7

We run an e-mail server for a few customers, and we've recently run into a bit of a conundrum.

We had a user who sent an e-mail to an incorrect e-mail address. The incorrectly specified domain unfortunately existed. It did not have MX records, and the A record of the domain went to a server which did not speak SMTP. Therefore, the e-mail server attempted delivery and did not succeed because no e-mail server was running.

For that reason, our e-mail server, entirely in accordance with the SMTP RFC, attempted re-delivery over the course of five days and finally gave up and sent a notice to the sender after 5 days of unsuccessful delivery.

Section 4.5.4.1 of RFC5321 (Simple Mail Transfer Protocol) says:

Retries continue until the message is transmitted or the sender gives up; the give-up time generally needs to be at least 4-5 days.

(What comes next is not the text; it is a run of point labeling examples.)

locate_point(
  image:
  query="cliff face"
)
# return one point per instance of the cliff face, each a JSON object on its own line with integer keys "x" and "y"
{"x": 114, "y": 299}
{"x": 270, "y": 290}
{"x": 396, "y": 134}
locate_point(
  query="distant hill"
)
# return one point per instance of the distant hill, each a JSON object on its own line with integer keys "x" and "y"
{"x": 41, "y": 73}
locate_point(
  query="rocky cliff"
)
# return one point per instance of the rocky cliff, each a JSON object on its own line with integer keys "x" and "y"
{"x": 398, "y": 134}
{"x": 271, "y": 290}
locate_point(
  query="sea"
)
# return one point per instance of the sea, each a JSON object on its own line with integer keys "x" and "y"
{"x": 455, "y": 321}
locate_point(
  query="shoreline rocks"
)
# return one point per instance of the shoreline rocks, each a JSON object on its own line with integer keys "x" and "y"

Therefore, the mail server in its default configuration, in this case has operated in accordance with the RFC, meaning that a user specifying the wrong e-mail address in this case would not receive notice of that except five days later.

At this point, my boss has asked whether it would be possible to reduce the give-up time to something shorter, say 1 day. His reasoning is that it is better that the user be notified earlier of non-delivery, and that the user may attempt re-delivery at a later date, or delivery through an alternate channel. It sounds like a reasonable thing to do, but in general I'm wary of performing any kind of configuration changes which contradict what's in the RFC.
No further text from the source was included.